Urban Cores No Longer Grossly Underperforming Suburban Counterparts
In a typical, pre-pandemic world, urban core submarkets generally underperformed their suburban counterparts by a small margin. Urban core occupancy typically fell less than 100 basis points (bps) below suburban occupancy. Likewise, annual effective rent change in urban cores underperformed suburban counterparts by about as much.
Then came the pandemic. Arguably no apartment niche was hit harder than downtowns, especially in gateway markets. Residents fled, taking up residence in cheaper, bigger, more suburban units where they could easily work from home. Most urban core operators had turned to rent cuts by 2nd quarter 2020 and continued cutting rents for at least another year.
Four years later, urban core submarkets are once again performing approximately in line with pre-pandemic patterns. That is, urban cores still underperform suburban counterparts – but about at the margin that was typical before early 2020.
Among the 50 largest apartment markets, RealPage tracks nearly 700 individual submarkets. Each of the top 50 markets has at least one urban core submarket, a proxy for that market’s downtown or central business district. A few markets have multiple urban submarkets (such as Washington, DC, San Francisco or Atlanta). Most markets’ submarkets tend to be overwhelmingly suburban, meaning that the suburban submarket aggregate is quite a bit more diverse and inclusive than the relatively narrow set of urban cores.
As of March, average annual rent change in urban cores clocked in at -0.7%. That marked an aggregate of over 50 urban cores within RealPage Market Analytics’ 50 largest apartment markets.
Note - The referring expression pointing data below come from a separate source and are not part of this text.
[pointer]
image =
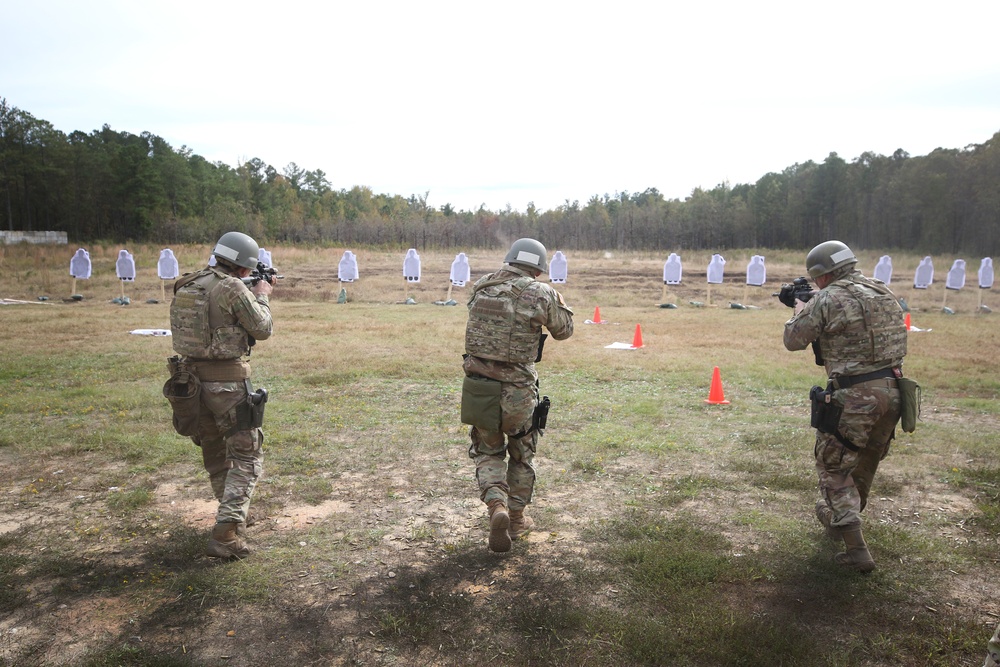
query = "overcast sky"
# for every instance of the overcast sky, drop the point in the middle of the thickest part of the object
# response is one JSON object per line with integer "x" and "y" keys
{"x": 514, "y": 102}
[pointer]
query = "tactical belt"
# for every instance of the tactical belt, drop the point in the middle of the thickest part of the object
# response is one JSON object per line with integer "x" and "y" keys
{"x": 851, "y": 380}
{"x": 219, "y": 370}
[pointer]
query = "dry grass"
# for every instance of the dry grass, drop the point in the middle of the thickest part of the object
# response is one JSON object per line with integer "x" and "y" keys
{"x": 671, "y": 531}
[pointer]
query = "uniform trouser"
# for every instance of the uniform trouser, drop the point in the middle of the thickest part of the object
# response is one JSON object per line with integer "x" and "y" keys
{"x": 993, "y": 650}
{"x": 235, "y": 462}
{"x": 511, "y": 482}
{"x": 871, "y": 411}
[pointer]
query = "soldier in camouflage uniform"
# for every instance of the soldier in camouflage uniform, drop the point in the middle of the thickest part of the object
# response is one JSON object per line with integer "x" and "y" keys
{"x": 507, "y": 311}
{"x": 214, "y": 320}
{"x": 857, "y": 324}
{"x": 993, "y": 650}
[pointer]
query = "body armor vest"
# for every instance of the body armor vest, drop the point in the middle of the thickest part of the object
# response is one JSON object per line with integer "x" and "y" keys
{"x": 496, "y": 330}
{"x": 880, "y": 336}
{"x": 200, "y": 329}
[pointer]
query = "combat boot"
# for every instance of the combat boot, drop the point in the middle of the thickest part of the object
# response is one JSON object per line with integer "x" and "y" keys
{"x": 825, "y": 515}
{"x": 857, "y": 556}
{"x": 252, "y": 518}
{"x": 499, "y": 523}
{"x": 226, "y": 542}
{"x": 520, "y": 525}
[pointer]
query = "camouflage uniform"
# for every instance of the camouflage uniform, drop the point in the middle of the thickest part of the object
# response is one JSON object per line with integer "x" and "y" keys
{"x": 212, "y": 317}
{"x": 859, "y": 327}
{"x": 993, "y": 650}
{"x": 506, "y": 351}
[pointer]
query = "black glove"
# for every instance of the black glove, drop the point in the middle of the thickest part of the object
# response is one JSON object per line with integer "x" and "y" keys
{"x": 787, "y": 295}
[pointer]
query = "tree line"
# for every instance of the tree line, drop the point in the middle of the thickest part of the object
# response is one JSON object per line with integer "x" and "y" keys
{"x": 109, "y": 185}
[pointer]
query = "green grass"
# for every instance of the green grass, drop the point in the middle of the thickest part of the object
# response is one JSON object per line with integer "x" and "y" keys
{"x": 669, "y": 531}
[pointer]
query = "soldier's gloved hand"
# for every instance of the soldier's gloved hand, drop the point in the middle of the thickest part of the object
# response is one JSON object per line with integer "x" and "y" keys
{"x": 262, "y": 287}
{"x": 787, "y": 295}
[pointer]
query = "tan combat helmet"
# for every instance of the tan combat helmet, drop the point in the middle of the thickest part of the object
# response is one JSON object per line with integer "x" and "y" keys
{"x": 528, "y": 252}
{"x": 237, "y": 248}
{"x": 828, "y": 256}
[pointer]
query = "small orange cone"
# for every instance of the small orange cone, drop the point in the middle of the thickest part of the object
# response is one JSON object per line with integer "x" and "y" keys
{"x": 637, "y": 339}
{"x": 715, "y": 393}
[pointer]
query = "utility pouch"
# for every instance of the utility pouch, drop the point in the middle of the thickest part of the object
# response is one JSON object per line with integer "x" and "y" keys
{"x": 250, "y": 413}
{"x": 541, "y": 346}
{"x": 909, "y": 392}
{"x": 183, "y": 391}
{"x": 825, "y": 414}
{"x": 481, "y": 403}
{"x": 541, "y": 415}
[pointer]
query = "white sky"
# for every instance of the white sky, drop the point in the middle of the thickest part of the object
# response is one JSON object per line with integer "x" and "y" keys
{"x": 514, "y": 102}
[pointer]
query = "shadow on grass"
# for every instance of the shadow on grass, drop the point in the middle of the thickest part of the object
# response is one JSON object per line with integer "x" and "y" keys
{"x": 653, "y": 590}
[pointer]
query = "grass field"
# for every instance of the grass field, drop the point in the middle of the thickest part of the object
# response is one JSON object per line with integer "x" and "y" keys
{"x": 669, "y": 531}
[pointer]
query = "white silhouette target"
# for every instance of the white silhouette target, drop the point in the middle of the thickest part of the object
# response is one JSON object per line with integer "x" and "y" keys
{"x": 672, "y": 270}
{"x": 924, "y": 275}
{"x": 558, "y": 268}
{"x": 461, "y": 273}
{"x": 125, "y": 266}
{"x": 347, "y": 269}
{"x": 986, "y": 273}
{"x": 167, "y": 267}
{"x": 756, "y": 271}
{"x": 79, "y": 265}
{"x": 883, "y": 270}
{"x": 716, "y": 269}
{"x": 411, "y": 266}
{"x": 956, "y": 276}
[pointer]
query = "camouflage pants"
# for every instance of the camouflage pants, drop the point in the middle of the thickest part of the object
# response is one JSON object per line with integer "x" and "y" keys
{"x": 234, "y": 463}
{"x": 993, "y": 650}
{"x": 871, "y": 411}
{"x": 511, "y": 482}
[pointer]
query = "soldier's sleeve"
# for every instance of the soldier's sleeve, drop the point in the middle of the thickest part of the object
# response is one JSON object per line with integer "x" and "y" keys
{"x": 806, "y": 325}
{"x": 560, "y": 317}
{"x": 253, "y": 313}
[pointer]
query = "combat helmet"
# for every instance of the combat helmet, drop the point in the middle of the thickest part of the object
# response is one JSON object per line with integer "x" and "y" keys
{"x": 237, "y": 248}
{"x": 528, "y": 252}
{"x": 827, "y": 257}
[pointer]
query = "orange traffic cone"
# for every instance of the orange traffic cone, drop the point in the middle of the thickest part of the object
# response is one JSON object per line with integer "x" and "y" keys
{"x": 715, "y": 393}
{"x": 637, "y": 339}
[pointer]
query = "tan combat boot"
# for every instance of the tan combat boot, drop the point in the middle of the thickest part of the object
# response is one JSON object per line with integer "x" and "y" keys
{"x": 499, "y": 523}
{"x": 520, "y": 525}
{"x": 857, "y": 556}
{"x": 825, "y": 515}
{"x": 252, "y": 518}
{"x": 226, "y": 543}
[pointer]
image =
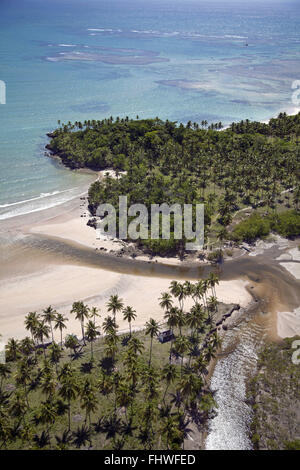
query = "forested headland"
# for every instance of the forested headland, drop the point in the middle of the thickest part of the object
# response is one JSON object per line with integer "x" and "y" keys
{"x": 107, "y": 390}
{"x": 249, "y": 165}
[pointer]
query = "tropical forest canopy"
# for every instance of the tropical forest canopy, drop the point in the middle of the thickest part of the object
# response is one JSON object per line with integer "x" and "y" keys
{"x": 249, "y": 164}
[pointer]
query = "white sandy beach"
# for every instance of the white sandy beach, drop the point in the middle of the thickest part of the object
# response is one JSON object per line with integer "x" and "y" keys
{"x": 61, "y": 283}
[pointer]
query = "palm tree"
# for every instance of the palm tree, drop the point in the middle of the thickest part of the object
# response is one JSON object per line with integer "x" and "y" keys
{"x": 42, "y": 332}
{"x": 48, "y": 385}
{"x": 128, "y": 315}
{"x": 46, "y": 414}
{"x": 89, "y": 403}
{"x": 169, "y": 374}
{"x": 178, "y": 290}
{"x": 27, "y": 346}
{"x": 94, "y": 313}
{"x": 81, "y": 313}
{"x": 114, "y": 305}
{"x": 63, "y": 441}
{"x": 152, "y": 329}
{"x": 69, "y": 391}
{"x": 31, "y": 321}
{"x": 166, "y": 301}
{"x": 181, "y": 346}
{"x": 59, "y": 324}
{"x": 195, "y": 317}
{"x": 91, "y": 334}
{"x": 55, "y": 354}
{"x": 4, "y": 373}
{"x": 49, "y": 315}
{"x": 12, "y": 350}
{"x": 109, "y": 325}
{"x": 82, "y": 436}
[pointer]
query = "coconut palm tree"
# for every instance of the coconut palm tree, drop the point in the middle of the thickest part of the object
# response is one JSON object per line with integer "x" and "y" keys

Some select urban submarkets were growing rents at a strong pace in March, such as Milwaukee’s Downtown/Shorewood or Central Cleveland, but most were posting rent cuts, including the deepest declines in Downtown Atlanta and Central Nashville.
Suburban submarkets, meanwhile, posted no rent change (0.0%) on average as of March. Much like the nation at large, that reading for suburban submarkets has been near stagnant since August 2023. That 70-bps delta between urban and suburban performance marked a return to normal patterns after deepening as far as a 750-bps difference in mid-2021. At that time, apartment operators in urban cores were, on average, cutting rents deeper than 5% on an annual basis, while suburban submarkets were, on average, still posting rent growth of over 2%.
That time – early to mid-2021 – was also the same period that occupancy in urban cores underperformed by the widest margin, posting rates nearly 300 bps below suburban counterparts, on average.
Much like rent change, occupancy in urban areas generally underperforms that of suburban areas – and that delta grew into a chasm by late 2020 and through mid-2021. The gap closed more recently, as urban cores posted, on average, an occupancy rate of 93.3% in March, compared to a rate of 94% in suburban submarkets. Again, that roughly 70-bps difference has held steady for several months.